In two days, twenty-six threats in high schools

Threats and evacuations are increasing this week in high schools in the Grenoble region. In two days, at least twenty-six bomb threats were noted. Sixteen establishments on Wednesday and ten on Tuesday had to be evacuated after receiving threatening e-mails, some several times in the same day, indicated the rectorate of the Grenoble academy.

A 14-year-old boy was arrested and taken into custody on Tuesday by the gendarmes after threatening calls to his high school in the south of the city. Spotted by his telephone line, “the minor admitted the facts […] without explaining them”, explains the prosecution in a press release, adding that the teenager had been the subject of “a provisional judicial educational measure including monitoring by an educator” until his appearance before the children’s court on January 9 next.
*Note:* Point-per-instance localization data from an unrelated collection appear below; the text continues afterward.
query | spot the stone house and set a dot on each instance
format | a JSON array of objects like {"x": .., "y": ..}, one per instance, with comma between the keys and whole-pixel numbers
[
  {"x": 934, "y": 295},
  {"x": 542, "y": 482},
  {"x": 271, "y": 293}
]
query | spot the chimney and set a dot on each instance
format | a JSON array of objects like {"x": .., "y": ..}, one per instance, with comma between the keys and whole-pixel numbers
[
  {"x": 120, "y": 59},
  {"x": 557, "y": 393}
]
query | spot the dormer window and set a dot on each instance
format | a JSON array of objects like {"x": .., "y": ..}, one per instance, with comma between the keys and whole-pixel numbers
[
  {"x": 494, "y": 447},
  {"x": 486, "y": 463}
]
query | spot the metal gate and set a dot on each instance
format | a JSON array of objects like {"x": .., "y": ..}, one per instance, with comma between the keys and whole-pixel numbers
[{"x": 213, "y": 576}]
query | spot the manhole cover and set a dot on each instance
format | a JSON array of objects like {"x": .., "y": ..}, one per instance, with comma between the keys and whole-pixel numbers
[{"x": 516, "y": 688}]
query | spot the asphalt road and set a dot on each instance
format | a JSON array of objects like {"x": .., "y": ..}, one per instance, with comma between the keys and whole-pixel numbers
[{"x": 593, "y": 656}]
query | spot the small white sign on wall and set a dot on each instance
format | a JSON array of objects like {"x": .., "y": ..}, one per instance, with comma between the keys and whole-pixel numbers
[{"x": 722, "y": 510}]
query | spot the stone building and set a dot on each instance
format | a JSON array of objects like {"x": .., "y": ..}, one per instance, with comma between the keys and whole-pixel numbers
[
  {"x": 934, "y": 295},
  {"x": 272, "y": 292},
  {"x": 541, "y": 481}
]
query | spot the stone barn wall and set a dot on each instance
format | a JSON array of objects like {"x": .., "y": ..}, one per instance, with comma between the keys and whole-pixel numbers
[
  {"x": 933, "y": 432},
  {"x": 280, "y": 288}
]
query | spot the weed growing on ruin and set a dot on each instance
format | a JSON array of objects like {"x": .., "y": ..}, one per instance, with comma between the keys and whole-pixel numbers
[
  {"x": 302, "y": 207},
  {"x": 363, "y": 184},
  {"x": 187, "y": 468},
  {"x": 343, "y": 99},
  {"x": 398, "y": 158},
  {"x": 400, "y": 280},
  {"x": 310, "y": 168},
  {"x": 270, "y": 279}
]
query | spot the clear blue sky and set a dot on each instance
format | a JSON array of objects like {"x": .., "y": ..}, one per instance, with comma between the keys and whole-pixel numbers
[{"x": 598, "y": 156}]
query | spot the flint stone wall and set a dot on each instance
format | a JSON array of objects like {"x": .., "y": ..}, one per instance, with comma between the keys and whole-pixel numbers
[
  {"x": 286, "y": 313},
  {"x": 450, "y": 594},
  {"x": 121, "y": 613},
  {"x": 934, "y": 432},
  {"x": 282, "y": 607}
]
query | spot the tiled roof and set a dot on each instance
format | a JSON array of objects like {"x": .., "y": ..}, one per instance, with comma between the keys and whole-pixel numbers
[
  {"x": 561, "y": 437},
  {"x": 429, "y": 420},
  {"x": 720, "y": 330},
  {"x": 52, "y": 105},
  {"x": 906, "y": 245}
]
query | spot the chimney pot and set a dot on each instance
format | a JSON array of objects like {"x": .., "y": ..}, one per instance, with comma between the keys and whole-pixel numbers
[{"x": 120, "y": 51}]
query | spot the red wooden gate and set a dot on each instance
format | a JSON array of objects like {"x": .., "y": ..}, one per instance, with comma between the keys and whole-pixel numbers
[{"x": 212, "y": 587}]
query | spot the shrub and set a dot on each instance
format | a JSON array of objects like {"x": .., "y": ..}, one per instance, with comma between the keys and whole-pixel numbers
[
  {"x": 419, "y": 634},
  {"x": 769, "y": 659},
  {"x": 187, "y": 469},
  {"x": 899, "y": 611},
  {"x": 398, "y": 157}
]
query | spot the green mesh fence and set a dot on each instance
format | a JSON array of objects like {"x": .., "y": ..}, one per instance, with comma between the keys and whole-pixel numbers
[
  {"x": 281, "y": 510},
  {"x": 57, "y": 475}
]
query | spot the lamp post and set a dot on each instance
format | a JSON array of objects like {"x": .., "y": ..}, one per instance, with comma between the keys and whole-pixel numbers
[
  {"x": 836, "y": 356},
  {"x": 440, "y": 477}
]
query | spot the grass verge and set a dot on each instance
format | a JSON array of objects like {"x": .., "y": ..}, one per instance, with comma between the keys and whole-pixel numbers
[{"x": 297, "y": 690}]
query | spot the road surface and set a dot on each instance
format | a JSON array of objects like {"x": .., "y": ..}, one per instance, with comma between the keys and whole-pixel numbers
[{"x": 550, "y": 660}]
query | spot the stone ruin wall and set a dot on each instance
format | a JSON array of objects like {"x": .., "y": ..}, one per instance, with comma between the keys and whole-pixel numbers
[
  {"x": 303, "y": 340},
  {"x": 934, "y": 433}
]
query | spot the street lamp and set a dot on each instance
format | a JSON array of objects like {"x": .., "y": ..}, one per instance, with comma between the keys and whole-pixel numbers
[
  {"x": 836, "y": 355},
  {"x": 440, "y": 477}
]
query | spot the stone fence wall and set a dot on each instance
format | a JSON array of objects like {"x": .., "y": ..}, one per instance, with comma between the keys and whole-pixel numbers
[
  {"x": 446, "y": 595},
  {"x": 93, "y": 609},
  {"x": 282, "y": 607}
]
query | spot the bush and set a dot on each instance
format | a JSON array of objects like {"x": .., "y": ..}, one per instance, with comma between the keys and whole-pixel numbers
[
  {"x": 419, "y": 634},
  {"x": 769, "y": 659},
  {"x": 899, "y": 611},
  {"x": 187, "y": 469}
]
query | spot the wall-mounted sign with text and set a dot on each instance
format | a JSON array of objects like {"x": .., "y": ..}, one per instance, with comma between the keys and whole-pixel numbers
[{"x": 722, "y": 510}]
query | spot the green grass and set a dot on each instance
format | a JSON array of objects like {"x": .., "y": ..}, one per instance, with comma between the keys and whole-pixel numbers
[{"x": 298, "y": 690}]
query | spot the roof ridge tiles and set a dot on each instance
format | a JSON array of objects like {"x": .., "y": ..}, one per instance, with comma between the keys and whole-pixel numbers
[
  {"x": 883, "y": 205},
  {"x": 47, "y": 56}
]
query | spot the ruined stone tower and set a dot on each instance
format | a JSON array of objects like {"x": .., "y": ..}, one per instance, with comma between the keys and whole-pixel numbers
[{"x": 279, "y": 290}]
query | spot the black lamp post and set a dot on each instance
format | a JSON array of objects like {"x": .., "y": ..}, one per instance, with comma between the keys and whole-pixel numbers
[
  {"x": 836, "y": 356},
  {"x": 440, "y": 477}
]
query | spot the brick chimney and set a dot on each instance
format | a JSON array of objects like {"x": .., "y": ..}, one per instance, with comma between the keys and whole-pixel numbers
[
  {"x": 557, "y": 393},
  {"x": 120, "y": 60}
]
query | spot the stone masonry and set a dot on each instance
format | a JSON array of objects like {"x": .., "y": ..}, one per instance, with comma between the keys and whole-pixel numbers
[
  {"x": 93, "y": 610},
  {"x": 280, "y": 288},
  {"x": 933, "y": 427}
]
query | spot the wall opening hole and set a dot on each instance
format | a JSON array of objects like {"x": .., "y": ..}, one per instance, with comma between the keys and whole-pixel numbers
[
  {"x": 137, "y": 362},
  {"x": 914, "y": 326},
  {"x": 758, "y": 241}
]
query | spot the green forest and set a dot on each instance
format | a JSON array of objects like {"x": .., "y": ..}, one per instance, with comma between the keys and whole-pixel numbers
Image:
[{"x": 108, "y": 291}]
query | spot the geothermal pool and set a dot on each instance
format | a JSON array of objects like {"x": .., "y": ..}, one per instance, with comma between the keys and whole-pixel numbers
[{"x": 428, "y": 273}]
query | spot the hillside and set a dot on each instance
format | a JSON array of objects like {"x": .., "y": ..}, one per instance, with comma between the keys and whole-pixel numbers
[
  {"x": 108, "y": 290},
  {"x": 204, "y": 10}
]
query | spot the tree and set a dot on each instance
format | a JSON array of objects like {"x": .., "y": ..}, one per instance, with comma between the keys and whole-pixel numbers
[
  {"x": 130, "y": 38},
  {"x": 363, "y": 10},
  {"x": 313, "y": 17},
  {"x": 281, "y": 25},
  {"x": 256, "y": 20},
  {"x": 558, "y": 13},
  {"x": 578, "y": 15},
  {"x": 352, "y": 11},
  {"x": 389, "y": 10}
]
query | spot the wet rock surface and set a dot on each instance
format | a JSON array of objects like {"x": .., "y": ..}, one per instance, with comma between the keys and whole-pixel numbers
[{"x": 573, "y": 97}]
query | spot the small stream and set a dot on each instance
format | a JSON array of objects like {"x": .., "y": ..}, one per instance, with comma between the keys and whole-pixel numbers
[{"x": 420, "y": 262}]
The authors of the other alerts remain unknown at this time.

“99% is nothing… but the problem is the 1%”

Unfounded bomb threats have abounded throughout the country since September, but rarely with such intensity, which disrupts classes throughout the Grenoble metropolitan area.

“Among teachers there are both fed up with these messages which we know full well are bogus […] and taking the threat seriously” with its share of concerns, observes François Lecointe, Snes-FSU general secretary of Grenoble.

At the André Argouges high school, 1,800 students, Alexis Reynaud, a mathematics teacher, wonders after four evacuations since mid-October: “having to evacuate when we know that 99% is nothing… but the problem is the 1%.” Even the students who found it “funny the first time, are a little fed up with it,” he notes.

Shortened intervention procedures

To minimize disruption, intervention procedures have been shortened, lasting a maximum of one hour and a half. “We evacuate, we keep the students nearby”, instead of sending them home and “the removal of doubt is done all the more quickly” as the various actors have gained “reactivity” over the reports, affirms the rectorate.

In a press release released Wednesday with the Grenoble public prosecutor’s office, the prefecture recalls that “all bomb calls are the subject of systematic investigations” and that the “major or minor” perpetrators will be prosecuted. They are “being identified”.

Since October, “three bursts” of threats have been observed, “essentially emails which for the most part have the same content”, the rectorate is told, without specifying their content. The Snes-FSU union evokes “standard emails” talking about the abaya or France’s support for Israel.